“We will not walk anymore, I am tired. Tomorrow, we will drive,” declared Mohammed suddenly. His announcement surprised me, not because he was fourteen and had never driven a car in his life, but because we had been trekking for three days and were now in a deep valley, four hundred feet down into a narrow escarpment. I couldn’t see how any motorized vehicle could possibly make it this far. I was lying on my back watching shooting stars whizz across the night sky in the village of Begnimato in central Mali, the land of the Dogon tribes.
“Sure,” I said lazily as I watched a cloud drift past the moon. “You drive, OK?” I added as an after-thought.
“No problem, I am a genius driver,” replied my guide, cockily.
The next morning, we had our usual breakfast of millet pancakes with tree sauce (called ‘tot’) in the village square. Mohammed disappeared behind a round mud hut. A few minutes later he was back.
“Your chariot is here, madam,” he proclaimed proudly.
I was picturing at least a horse-drawn carriage, if not a golden orb on shiny red wheels driven by four white horses. I should have known Mohammed was not meant as my Prince Charming.
I heard a low bellowing sound, and turned to see a skinny brown cow hobble forward pulling a plank of wood behind him. The wood was set upon an axle and bounced uncertainly back and forth. I looked down. Ah, the wheels were indeed red.
The town elders gathered around us to wish us ‘bon voyage’. I looked uncertainly at Mohammed. I still thought this must be some kind of joke.
“After you, madam,” he said, “And I will indeed drive.”

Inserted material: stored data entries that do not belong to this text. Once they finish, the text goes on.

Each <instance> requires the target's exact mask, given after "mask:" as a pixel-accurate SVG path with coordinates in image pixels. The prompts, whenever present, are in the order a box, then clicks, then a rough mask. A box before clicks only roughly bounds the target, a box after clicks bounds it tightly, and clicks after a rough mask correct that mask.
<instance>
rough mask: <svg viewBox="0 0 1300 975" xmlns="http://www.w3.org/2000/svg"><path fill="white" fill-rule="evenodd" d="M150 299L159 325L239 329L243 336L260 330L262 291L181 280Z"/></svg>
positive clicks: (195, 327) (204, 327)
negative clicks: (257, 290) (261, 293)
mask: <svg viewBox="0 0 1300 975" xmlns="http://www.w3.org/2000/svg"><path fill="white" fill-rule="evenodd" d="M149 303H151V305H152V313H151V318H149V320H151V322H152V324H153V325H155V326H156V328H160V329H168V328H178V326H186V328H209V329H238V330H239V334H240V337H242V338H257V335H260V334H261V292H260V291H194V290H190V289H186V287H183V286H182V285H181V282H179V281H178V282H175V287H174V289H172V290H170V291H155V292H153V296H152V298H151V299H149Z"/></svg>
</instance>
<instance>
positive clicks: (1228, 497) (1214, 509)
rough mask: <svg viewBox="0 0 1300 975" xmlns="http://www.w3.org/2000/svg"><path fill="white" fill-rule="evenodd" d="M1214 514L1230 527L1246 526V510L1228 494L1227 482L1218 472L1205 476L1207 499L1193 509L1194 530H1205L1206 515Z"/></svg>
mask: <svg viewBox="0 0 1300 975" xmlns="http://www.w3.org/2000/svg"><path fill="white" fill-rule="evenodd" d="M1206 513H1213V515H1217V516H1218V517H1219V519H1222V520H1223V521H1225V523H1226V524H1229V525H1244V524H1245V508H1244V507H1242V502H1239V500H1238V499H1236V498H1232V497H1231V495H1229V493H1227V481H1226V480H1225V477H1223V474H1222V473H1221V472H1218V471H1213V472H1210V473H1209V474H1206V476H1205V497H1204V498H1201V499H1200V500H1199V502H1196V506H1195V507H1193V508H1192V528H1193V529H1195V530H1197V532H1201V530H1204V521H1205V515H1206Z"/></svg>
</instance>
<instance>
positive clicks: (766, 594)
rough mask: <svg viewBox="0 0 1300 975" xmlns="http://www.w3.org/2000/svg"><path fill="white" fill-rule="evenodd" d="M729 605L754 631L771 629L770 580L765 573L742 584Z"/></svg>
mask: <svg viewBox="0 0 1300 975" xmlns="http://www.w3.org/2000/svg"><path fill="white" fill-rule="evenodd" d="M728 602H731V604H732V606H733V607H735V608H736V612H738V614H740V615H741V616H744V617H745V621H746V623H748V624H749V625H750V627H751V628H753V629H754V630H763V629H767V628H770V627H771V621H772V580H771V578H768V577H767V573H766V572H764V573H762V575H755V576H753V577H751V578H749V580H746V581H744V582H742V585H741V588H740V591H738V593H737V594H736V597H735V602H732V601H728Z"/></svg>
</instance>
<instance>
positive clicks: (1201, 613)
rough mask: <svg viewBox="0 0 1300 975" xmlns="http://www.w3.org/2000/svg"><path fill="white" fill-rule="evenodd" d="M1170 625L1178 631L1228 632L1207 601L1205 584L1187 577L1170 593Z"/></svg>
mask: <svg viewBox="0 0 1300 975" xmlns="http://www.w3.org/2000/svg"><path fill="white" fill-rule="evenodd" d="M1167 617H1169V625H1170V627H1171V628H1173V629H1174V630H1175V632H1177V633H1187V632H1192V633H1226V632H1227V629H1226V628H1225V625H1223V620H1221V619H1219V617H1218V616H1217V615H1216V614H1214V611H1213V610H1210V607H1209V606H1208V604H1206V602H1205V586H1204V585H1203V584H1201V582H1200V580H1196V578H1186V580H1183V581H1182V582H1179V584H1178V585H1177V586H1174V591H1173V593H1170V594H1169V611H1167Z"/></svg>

There were no reins on the plank, nor any form of steering device, but once I had scrambled on top, clutching my rucksack, Mohammed gave the cow a firm kick on its rump and abruptly we were off…straight into a brick wall. The cow smacked its head hard, started bucking up and down, and excreted a large offering onto Mohammed’s leg, who immediately slithered and fell off his perch. I remained sitting on the plank of wood attached to the cow, rather bemused, and wondering if the entire journey to Bandiagara was going to be this rough.
“Get off, get down” screamed Mohammed, from the millet field where he had landed. This was the first time that I had ever seen him lose his cool, so I duly obliged. Seconds later, the cow (with trailer still attached) limped off into the long grass. I did not realise that Mad Cow Disease existed in Africa too, and wondered what they fed them here. Mohammed was far more shocked than I was, judging by the French expletives issuing forth from his mouth, but he was not going to lose his street credibility to some nobody from South London, who could go back and tell all her friends about his failure. I was instructed to wait by the side of the road until he returned.
I sat down on the cracked earth, and watched brightly-coloured flies buzz past my feet and preoccupy themselves with examining the cow’s emission. Half an hour later, Mohammed was back. His head was erect, a roll-up cigarette dangled from his mouth, and he jangled his leg casually to and fro. Beneath him was another plank of wood attached to a second cow. This was fortunately a more docile beast. It still took all my concentration to remain balanced (with nothing to hold onto) as we bounced over boulders and stormed through rivers. I silently thanked God for my gymnastic training.
As we shot across one rocky stream at a very fast speed lest the cow change its mind halfway and leave us stranded in the water, I lay on top of my rucksack to stop it falling off (planks of wood do not have ledges or storage areas). I saved the rucksack, but burst the plastic water-bottle inside it and my passport and plane ticket got the worst end of the eruption. Mohammed looked in dismay at the water-soaked nature of my passport photo. Then, ever the confident guide, he smiled.
“I am a genius with colouring crayons,” he said.